Un’indagine sul fallimento come spazio fertile:
quel momento fragile in cui qualcosa smette di funzionare.
In un tempo che chiede di correre, produrre, performare, scegliamo di indagare la possibilità di rallentare, fermarci, incepparci.
Di abitare l’errore, sottrarlo alla vergogna, trasformarlo in gesto creativo. Cadere a pezzi non è una fine, ma una soglia:
un luogo generativo dove nascono immaginari, pratiche, alleanze.
Un invito a scegliere il fallimento come atto politico, poetico, necessario.
Il primo step della triennalità del percorso Cadere a pezzi sarà la Torsione
La torsione è il movimento che inaugura tutto.
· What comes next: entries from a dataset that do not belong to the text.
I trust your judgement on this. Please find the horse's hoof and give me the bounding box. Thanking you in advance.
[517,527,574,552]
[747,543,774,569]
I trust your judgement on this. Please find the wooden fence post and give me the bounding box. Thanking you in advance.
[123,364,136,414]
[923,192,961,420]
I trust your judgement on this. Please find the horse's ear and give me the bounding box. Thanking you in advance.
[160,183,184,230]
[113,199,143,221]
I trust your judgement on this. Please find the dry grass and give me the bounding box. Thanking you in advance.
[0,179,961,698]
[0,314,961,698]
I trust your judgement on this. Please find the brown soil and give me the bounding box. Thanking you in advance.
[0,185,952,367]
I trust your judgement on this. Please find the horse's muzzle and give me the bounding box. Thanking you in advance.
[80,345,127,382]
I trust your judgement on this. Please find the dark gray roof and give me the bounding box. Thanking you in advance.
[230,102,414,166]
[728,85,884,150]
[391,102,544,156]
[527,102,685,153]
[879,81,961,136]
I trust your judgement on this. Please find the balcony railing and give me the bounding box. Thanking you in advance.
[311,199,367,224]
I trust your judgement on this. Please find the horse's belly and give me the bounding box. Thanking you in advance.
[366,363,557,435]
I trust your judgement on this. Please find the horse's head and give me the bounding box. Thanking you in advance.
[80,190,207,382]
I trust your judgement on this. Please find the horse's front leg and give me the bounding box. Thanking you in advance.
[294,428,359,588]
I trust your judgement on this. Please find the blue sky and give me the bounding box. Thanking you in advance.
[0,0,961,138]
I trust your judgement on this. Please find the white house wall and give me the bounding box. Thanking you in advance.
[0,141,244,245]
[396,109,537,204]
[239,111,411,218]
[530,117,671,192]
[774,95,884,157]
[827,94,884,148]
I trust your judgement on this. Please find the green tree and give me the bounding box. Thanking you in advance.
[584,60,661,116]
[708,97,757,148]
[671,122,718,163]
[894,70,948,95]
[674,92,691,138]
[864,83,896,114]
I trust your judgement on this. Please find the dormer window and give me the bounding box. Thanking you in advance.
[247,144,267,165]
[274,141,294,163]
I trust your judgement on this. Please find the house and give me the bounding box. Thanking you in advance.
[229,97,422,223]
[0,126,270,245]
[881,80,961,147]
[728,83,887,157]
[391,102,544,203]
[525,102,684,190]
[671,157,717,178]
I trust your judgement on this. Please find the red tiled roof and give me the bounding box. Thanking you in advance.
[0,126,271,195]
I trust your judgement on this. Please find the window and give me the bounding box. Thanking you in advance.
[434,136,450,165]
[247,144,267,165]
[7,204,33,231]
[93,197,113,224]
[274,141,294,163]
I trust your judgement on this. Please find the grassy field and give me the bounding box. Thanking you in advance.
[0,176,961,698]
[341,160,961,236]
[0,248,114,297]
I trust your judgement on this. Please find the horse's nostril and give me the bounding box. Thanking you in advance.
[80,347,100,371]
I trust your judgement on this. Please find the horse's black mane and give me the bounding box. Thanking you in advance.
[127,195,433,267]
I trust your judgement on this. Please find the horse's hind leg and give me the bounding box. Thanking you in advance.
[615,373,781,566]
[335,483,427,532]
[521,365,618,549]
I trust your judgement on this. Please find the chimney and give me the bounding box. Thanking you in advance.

È il momento in cui il corpo decide di non restare fermo, di non restare diritto, di non restare immobile.
È un gesto minimo ma decisivo:
il punto in cui qualcosa si piega, si sposta, si mette in moto.
Senza torsione, non esiste inizio.
E senza un inizio, non può esistere nemmeno la possibilità di fallire.
Torsione è quindi un primo atto:
il movimento che apre lo spazio dell’esperienza,
il corpo che sceglie di cambiare direzione.